Okay, so I wasn’t going to post on this because everyone else has done it . . . and done it so so so so very well. But I just can’t resist. I mean the president of the United States of America just slunk off to a Christmas party because MO was presumably threatening another of her famed evil eye death glares. Or something. And he left, at the helm, former president Bill Clinton. You know, the guy who actually is articulate and charming; the guy who doesn’t travel with or need ten teleprompters (or even one); the guy who doesn’t “erm,” “gaaaah,” and “duuhhh” his way through twenty minute non-answers; the guy who–let’s face it–speaks and thinks circles around the Idiot in Chief. Whatever we think of Bill Clinton, and most of us don’t think much of him (or of him much), he’s definitely a better . . . well, just about everything than BO.

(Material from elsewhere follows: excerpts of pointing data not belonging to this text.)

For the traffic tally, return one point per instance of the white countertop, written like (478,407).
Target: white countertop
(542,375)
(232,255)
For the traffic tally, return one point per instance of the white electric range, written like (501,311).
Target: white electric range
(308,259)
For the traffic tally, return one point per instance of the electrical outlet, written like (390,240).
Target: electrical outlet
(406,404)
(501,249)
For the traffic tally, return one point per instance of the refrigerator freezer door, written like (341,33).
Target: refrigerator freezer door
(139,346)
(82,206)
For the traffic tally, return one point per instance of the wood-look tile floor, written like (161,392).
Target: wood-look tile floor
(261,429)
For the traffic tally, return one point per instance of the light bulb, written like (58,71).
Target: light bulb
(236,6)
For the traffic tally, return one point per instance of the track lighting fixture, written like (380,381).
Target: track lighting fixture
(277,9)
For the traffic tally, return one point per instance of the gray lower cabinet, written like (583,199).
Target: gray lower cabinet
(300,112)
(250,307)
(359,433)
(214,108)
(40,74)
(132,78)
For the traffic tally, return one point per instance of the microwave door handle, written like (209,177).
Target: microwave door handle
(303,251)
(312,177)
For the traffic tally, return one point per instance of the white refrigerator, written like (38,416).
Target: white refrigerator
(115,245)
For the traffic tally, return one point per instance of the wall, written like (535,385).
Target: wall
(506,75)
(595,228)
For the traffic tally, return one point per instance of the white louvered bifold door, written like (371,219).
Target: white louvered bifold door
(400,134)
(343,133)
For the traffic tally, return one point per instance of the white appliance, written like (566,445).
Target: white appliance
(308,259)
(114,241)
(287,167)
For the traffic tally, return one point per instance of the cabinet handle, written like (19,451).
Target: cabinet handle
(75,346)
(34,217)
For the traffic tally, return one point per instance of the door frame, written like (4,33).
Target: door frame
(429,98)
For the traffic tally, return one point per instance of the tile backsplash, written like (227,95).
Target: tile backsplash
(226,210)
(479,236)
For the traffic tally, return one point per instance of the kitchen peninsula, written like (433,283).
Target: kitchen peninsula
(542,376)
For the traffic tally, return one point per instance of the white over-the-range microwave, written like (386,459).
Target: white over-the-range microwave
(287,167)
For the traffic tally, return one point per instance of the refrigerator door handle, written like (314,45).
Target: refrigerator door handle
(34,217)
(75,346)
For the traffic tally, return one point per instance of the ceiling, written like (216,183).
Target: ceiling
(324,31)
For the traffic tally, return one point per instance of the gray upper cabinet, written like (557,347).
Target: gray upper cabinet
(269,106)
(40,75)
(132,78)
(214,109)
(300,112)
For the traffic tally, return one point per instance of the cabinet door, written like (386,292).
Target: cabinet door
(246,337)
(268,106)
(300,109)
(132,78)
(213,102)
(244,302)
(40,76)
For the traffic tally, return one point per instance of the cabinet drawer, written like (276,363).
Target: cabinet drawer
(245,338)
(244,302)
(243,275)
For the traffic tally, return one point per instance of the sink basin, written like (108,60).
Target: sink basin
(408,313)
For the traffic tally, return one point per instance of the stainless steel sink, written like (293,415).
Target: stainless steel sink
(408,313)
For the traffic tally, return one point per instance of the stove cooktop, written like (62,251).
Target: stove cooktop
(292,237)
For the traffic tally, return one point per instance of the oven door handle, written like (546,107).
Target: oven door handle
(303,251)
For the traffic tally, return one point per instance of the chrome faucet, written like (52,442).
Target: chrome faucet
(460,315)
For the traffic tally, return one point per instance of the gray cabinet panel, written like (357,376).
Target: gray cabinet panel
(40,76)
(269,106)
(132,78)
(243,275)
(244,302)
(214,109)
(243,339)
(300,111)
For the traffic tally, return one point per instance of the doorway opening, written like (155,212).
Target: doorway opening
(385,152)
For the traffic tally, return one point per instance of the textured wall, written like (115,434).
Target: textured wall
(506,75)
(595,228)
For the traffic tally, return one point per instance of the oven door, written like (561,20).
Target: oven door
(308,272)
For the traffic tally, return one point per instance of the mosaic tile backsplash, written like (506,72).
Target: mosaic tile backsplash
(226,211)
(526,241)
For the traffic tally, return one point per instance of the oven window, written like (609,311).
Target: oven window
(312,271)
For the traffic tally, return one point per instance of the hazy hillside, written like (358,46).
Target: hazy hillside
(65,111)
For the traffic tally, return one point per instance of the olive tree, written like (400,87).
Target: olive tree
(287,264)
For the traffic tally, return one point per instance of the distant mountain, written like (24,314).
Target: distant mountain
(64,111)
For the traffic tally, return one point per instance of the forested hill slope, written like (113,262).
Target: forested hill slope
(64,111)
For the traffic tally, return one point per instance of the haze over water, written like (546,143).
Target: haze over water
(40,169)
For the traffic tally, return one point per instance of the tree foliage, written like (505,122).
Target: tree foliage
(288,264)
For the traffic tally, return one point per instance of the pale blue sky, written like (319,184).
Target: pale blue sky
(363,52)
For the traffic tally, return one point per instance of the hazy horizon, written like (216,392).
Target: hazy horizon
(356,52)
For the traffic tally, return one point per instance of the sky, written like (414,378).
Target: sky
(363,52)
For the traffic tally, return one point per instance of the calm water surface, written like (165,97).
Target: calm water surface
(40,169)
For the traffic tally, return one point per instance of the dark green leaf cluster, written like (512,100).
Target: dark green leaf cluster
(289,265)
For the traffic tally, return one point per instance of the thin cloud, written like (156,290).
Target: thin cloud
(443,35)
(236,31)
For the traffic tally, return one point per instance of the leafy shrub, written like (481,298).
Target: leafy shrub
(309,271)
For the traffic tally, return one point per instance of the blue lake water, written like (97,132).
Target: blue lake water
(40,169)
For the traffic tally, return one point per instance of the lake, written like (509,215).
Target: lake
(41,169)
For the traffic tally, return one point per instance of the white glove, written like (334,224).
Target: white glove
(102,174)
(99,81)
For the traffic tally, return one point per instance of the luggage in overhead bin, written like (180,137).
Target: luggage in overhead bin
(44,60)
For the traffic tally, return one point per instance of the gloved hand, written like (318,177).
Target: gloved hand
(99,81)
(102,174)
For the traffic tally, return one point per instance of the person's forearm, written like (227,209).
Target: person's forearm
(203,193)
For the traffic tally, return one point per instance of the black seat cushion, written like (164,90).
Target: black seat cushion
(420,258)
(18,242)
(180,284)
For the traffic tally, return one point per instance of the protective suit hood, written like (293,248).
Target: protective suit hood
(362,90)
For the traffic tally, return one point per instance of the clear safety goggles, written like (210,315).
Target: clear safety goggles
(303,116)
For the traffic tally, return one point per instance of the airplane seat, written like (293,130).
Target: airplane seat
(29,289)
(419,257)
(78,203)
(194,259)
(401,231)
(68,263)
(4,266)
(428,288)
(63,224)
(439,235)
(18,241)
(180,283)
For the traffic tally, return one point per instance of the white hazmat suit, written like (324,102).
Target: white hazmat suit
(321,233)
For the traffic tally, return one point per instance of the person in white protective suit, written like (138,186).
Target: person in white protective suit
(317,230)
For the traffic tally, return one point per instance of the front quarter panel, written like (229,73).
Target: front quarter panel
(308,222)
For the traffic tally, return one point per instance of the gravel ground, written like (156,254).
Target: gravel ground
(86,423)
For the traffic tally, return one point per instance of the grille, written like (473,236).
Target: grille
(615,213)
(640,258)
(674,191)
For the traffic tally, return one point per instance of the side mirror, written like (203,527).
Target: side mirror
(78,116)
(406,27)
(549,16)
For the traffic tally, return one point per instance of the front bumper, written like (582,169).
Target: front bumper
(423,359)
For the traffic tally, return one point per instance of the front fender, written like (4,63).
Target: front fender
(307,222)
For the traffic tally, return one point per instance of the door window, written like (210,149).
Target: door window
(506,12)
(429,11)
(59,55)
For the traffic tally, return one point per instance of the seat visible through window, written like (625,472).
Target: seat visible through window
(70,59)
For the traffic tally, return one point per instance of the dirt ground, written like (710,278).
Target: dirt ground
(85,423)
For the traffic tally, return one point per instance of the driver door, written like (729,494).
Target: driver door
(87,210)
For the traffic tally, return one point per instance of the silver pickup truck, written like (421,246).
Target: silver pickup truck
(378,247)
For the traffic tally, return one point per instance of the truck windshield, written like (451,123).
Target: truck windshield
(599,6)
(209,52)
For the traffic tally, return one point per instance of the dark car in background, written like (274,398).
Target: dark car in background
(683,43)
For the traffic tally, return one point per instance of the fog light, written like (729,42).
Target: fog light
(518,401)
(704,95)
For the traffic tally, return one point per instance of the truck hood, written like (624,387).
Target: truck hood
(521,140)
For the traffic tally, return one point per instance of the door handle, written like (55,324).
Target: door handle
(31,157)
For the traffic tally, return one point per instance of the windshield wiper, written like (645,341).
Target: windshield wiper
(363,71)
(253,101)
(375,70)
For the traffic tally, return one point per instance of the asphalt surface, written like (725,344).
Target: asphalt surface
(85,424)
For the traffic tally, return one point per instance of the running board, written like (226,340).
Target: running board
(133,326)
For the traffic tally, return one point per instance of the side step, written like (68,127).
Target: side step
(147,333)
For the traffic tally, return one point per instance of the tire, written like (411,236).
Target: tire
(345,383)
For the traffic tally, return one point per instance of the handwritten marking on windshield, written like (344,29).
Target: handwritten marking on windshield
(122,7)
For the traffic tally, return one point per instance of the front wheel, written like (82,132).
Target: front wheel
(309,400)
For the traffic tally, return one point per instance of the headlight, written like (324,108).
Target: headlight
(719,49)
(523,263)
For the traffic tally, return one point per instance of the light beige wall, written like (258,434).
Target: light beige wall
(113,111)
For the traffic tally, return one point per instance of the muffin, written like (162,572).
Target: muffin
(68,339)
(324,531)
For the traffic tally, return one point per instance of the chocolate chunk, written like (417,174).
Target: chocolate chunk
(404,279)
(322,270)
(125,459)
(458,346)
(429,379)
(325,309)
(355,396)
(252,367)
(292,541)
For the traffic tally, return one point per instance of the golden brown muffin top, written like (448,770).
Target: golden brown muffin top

Whose idea was that let’s go talk to the press right this minute plan? And whose head is going to roll because of it? My guesses: Clinton’s and Gibbs’. Clinton, savvy and smarmy and oh so good with the politicking, had to know, just had. to. know., that BO was going to look like the biggest loser in the world when he turned over the presser to Clinton. Can’t you just hear Clinton sort of chuckling (with his trademark self-deprecation) over the bumbler’s latest idiocy? With that twinkle in his eye, that “gotcha” twinkle we all got so used to in the ’90s? And Gibbs. Oh dear. He’ll take the heat for this one. After all, the Moron of All Morons in Chief gave him a direct order, to call last question and get Clinton out of there. But gibbering Gibbsy is no match for the wily and slick Slick Willy. Nope, Gibbs stammered, he stumbled, he got all red in the face and bloated-looking, but he just couldn’t get Clinton to give over. Oops.
Amateur hour. For two more years. Or maybe we can do what Clinton did and simply tell BO, “please go.”